Yesterday, some big news dropped that the cannabis industry has anticipated since last summer. I take issue with some of the headlines, so here’s mine: “DEA Reportedly Agrees to Initiate Proposed Rulemaking to Reschedule Marijuana…”. Clearly, I’m a lawyer and not a reporter, but the “Reportedly” and “Initiate Proposed Rulemaking” are key considerations here at the Canna Law Blog.
How did we get here?
In October of 2022, President Biden requested that the Department of Health and Human Services (HHS) review marijuana’s placement on Schedule I of the Controlled Substances Act (CSA). HHS followed that directive, recommending on August 30, 2023, that marijuana be moved to Schedule III. My real-time analysis of what a Schedule III placement would mean can be found here. I’m not going to re-type much of that analysis today; but I stand by all of it, and I encourage you to click that link when you’re done.
What’s the next step?
I mentioned above that DEA “reportedly” has agreed to follow the HHS proposal. The very next step will be for DEA to confirm that reporting. We are likely to see a statement or press release, and a notice of proposed rulemaking should issue. Here’s an example of what that looks like, from a recent DEA rulemaking on prescribing controlled substances via telemedicine. I trot out that particular example because DEA received “a record 38,000 comments” on those proposed rules. In my estimation, the marijuana industry does more complaining than lobbying, but I’ll put the over/under on marijuana comments at 3x telemedicine.
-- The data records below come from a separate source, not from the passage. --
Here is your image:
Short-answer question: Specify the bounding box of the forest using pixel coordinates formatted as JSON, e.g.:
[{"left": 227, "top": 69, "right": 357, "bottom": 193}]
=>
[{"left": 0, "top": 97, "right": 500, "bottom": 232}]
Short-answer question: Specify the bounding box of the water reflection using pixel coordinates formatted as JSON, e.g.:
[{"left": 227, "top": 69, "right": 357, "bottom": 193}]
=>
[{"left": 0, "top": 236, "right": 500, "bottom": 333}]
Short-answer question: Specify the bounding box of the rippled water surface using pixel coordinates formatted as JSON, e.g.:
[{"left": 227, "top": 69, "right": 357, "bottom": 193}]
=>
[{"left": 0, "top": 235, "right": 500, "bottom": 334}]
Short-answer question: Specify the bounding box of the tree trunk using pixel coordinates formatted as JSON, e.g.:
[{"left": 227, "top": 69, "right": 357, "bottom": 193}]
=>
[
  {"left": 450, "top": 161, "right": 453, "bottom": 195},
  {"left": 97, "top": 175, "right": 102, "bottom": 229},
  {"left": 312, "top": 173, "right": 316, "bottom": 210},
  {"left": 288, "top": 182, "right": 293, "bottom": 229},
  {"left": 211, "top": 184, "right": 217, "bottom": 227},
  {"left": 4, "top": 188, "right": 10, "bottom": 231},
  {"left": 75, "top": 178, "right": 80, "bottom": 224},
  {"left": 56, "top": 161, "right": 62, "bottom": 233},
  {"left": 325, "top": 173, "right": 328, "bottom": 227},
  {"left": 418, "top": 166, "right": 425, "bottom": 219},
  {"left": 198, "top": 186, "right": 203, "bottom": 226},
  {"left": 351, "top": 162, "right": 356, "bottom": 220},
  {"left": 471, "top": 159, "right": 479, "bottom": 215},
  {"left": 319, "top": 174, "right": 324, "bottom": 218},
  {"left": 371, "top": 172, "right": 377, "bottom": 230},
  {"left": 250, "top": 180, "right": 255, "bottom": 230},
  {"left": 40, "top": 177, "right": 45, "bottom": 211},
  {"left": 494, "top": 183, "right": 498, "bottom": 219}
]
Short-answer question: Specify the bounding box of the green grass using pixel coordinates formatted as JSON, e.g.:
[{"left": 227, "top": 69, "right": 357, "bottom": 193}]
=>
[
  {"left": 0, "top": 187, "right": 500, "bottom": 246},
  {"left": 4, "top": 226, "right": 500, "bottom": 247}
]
How long will rulemaking take?
I don’t pretend to be an expert on the Administrative Procedure Act. I can safely say, though, that much of this depends on exactly what rule or rules DEA proposes, and when. Right now, it’s reported that DEA has a draft rule out to the Office of Management and Budget for review. That process can take up to 90 days.
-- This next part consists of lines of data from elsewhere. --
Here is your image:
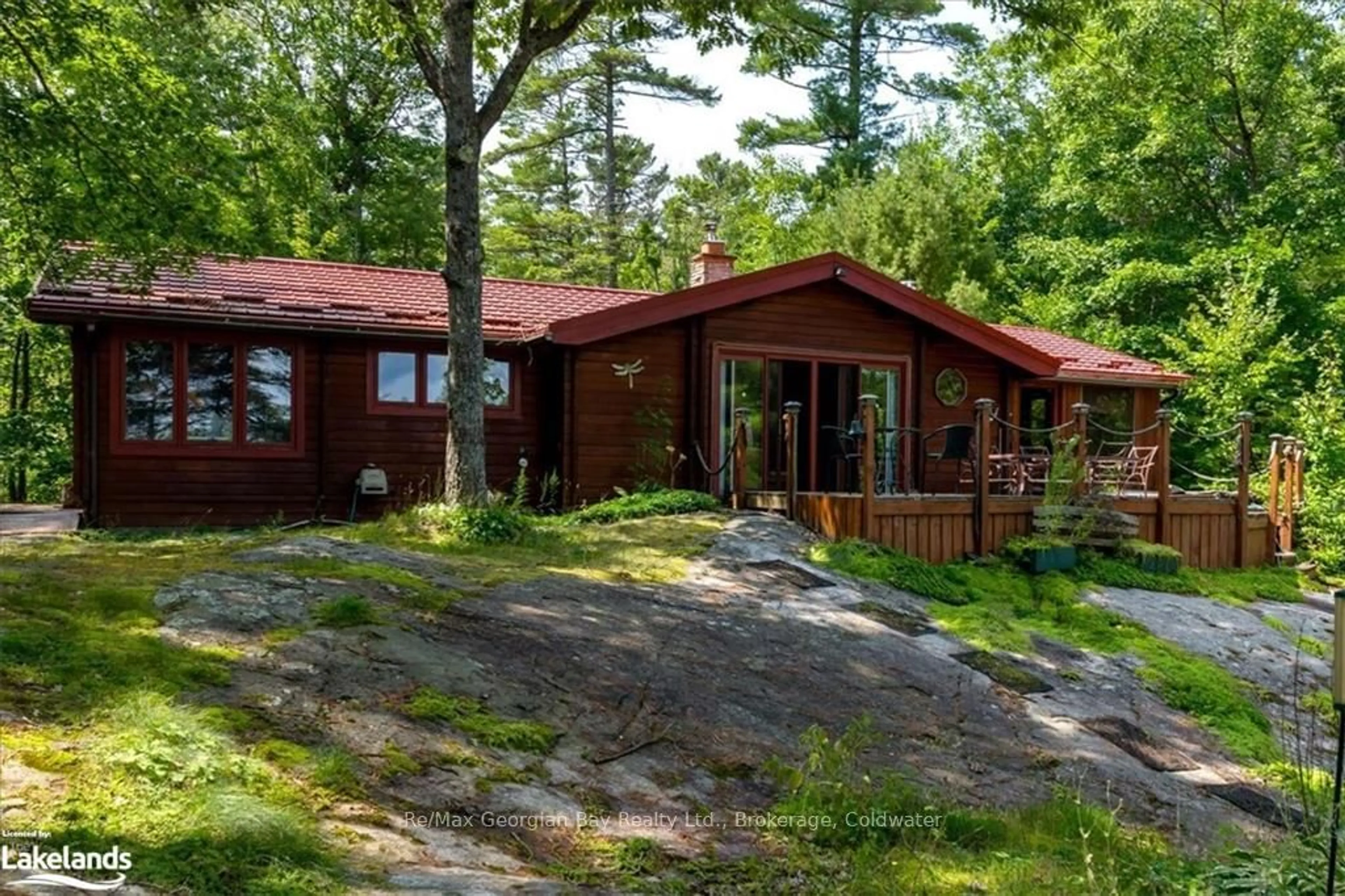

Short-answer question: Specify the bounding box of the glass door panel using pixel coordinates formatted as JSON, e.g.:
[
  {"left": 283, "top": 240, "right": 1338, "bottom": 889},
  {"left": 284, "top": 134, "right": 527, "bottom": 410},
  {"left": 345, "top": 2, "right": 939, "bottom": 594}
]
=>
[
  {"left": 765, "top": 359, "right": 812, "bottom": 491},
  {"left": 860, "top": 367, "right": 905, "bottom": 494},
  {"left": 719, "top": 358, "right": 765, "bottom": 492}
]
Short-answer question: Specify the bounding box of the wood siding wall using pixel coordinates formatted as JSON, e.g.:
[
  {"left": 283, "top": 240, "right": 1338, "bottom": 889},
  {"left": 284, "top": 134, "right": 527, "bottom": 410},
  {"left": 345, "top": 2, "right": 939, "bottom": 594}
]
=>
[
  {"left": 566, "top": 324, "right": 689, "bottom": 503},
  {"left": 84, "top": 328, "right": 547, "bottom": 526}
]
Once the rule is published, please know that DEA may extend timelines as ostensibly needed. For example, in the telemedicine rubric above, DEA and a related agency extended a temporary set of rules for a six-month stretch while DEA waited to instate its proposed final rule (the one that drew so much interest). Finally, even if DEA attempts to move briskly, I’ve mentioned the possibility of litigation and challenges to rulemaking. Someone is likely to sue.
Are you saying rescheduling may not take effect before the Presidential election?
Yes I am. In fact I doubt cannabis will be on Schedule III by November. And by extension there is always a possibility, however remote, of DEA backtracking on this reported decision. A reversal along those lines would be legally problematic, for what it’s worth. The CSA is clear that while the DEA maintains final authority to reschedule marijuana, HHS’ recommendations “shall be binding … as to [] scientific and medical matters.” I do believe marijuana to Schedule III will happen.
What about the Office of Legal Counsel?
Don’t even ask.
What’s the biggest win for industry if/when marijuana moves to Schedule III?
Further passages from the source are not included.